Dockers' strike is a struggle to restore the city's soul

PUBLISHED : Wednesday, 10 April, 2013, 12:00am
UPDATED : Wednesday, 10 April, 2013, 3:14pm

It's easy to mistake the dockers' strike as just that. But it's more than just industrial action for better pay and conditions. The strikers and their supporters consider it a struggle to restore the soul that Hong Kong has lost to the greed that permeates our society. Why do you think so many ordinary Hongkongers are cheering on the strikers with millions of dollars in cash and food donations? Would they be as pumped up if the strike had been against just any other company and not Hong Kong International Terminals (HIT), which is controlled by tycoon Li Ka-shing? Of course not. Once loved as a rags-to-riches superman, Li is now loathed by many Hongkongers. They see him and the other tycoons as having sold Hong Kong's soul to feed their greed. And that's what spawned the anti-tycoon term "property hegemony". And it's also why union leaders fronting the dockers' strike are purposely hurling out Li's name to pump up the people even though subcontractors, not Li's company, are directly responsible for pay and conditions. When union leaders reveal horror stories of crane operators having to work 12-hour shifts without even proper toilet breaks, and dock workers earning less now than a decade ago, the people get worked up. They are angry and aghast that a profitable Li-owned company could be so heartless. By cheering on the strikers they are venting their pent-up anger against what they see as an unfair society controlled by tycoons and the business lobby that has produced unaffordable housing, increasing poverty and the widest wealth gap in the developed world.

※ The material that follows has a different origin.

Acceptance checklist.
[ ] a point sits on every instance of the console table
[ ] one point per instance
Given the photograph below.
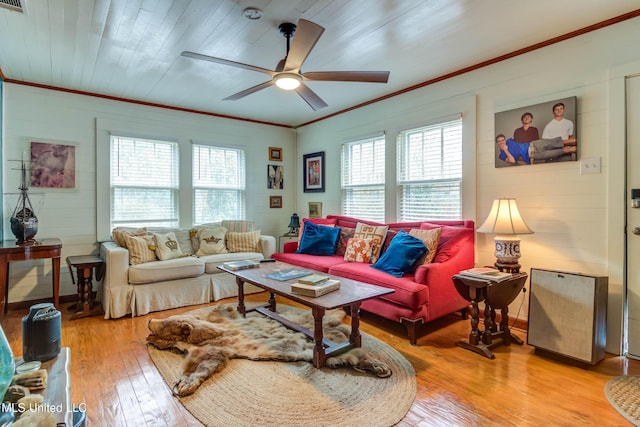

It's time for democrats to wake up to reality

Has Public Eye gone over to the dark side? Some say we've betrayed democracy. But let's get this straight: is it an act of betrayal to democracy to say it's idiotic for the democrats to make the right to confront the central government the cornerstone of their universal suffrage battle? We call it knocking some sense into the democrats. Must Public Eye say it over and over again? Mainland leaders will never allow anyone who opposes the central government by questioning the legitimacy of its communist rule to become the city's chief executive. Please wake up and smell that fact. Don't be suckered into a stalemate in the battle for credible universal suffrage starting in 2017. It would give Beijing the perfect reason to renege on its promise.


Market-cooling measures finally biting … just a bit

At last, we can smell blood. Just a whiff, but it's a start. Market-cooling measures are finally biting. Home sales are dropping; they fell nearly 30 per cent last month. But that's just sales, not prices. A drop in home sales is meaningless for those priced out of the market if it isn't matched with a drop in prices. Chief Executive Leung Chun-ying promised to make housing affordable. The cooling measures were meant to put a brake on rising prices too, not just sales. Home prices are at preposterous levels. Some greedy home sellers, sensing they may have exhausted their greed, are cutting prices. Property developers also smell the change in the air. They're rushing their flats onto the market before the cooling measures bite hard. But prices need to come down a lot more. The greed that has contaminated our property market must be exorcised. Leung says he has the guts to confront the property developers. Well, then start smelling the blood and go for the kill. Impose cooling measures that actually force prices down. And slap rent controls on our vulture landlords. It's best to kick when the other side's down.